15.The court is also unable to accept the Plaintiff’s explanation that it was unable to take action due to Covid-19 pandemic. Although it is true that the Judiciary scaled down its operations in early 2020, the operations were up-scaled later in the same year. Near normal operations continued throughout 2021 and many litigants transacted their businesses in the Judiciary. The court is thus far from satisfied that the Plaintiff has rendered a credible and reasonable explanation for the lengthy delay in filing the instant application. It is evident from the material on record that the Plaintiff has not been a diligent litigant and it only filed the instant application as an afterthought. Accordingly, the court is not inclined to grant an extension of time to file a notice of appeal out of time.
Whether the Plaintiff requires a court order to be supplied with copies of the proceedings, judgment and decree
16.Although the Plaintiff has prayed for an order to be supplied with certified copies of the proceedings, judgment and decree, no basis for such a prayer has been laid in the application. There is no evidence or allegation that the Plaintiff has ever sought to be supplied with such certified copies. There is no evidence to demonstrate that such request was denied without lawful excuse. The court is of the opinion that the Plaintiff has a legal right to be furnished with copies of the said documents upon request and payment of the applicable fee. The court is further of the opinion that the Plaintiff does not require a court order to facilitate the provision of such documents. That is a matter which ought to be resolved administratively through the Deputy Registrar of the court or the Head of Station.

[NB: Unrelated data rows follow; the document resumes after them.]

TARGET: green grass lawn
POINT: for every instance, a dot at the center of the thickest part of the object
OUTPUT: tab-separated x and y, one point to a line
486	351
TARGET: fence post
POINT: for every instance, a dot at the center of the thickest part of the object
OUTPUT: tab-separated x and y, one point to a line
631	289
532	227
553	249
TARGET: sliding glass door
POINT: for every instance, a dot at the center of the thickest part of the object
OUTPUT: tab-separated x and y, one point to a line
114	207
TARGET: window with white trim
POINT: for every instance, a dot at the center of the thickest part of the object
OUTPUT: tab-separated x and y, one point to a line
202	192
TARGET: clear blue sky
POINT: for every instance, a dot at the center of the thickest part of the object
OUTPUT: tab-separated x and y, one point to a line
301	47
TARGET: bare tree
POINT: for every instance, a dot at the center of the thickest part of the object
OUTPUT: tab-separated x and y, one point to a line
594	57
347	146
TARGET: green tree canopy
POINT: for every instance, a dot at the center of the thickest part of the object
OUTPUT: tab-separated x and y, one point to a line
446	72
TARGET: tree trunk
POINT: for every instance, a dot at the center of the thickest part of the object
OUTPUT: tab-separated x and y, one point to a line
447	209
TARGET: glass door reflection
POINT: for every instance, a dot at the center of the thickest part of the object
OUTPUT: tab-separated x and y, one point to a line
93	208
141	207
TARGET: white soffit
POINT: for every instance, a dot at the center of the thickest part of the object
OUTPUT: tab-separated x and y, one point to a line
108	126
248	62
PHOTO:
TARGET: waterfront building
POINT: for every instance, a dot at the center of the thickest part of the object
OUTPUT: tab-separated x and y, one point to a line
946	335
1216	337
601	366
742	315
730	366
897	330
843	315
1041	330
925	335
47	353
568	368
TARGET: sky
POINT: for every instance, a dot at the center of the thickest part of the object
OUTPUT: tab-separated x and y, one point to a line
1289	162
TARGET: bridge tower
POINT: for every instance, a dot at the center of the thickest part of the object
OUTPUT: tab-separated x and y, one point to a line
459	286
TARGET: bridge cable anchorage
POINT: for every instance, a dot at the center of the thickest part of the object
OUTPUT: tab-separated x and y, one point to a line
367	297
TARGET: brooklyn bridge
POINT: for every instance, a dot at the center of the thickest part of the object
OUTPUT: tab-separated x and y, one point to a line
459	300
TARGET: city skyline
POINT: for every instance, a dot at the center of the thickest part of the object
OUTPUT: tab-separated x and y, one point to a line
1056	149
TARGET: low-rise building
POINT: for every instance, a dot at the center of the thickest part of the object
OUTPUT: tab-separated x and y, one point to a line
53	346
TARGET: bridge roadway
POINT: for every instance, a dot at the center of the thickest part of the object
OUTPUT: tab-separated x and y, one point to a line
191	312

17.The upshot of the foregoing is that save for the prayer for leave to change advocates the court finds no merit in the Plaintiff’s application. Accordingly, the court makes the following disposal of the notice of motion dated 18.02.2022:a. Leave be and is hereby granted for the Plaintiff to change advocates from the firm of M/S Kibera & Co. Advocates to M/S Wahome Ndegwa & Co. Advocates.b.The rest of the prayers in the said application are hereby declined.c. The 3rd and 4th Defendants are hereby awarded costs of the application to be borne by the Plaintiff.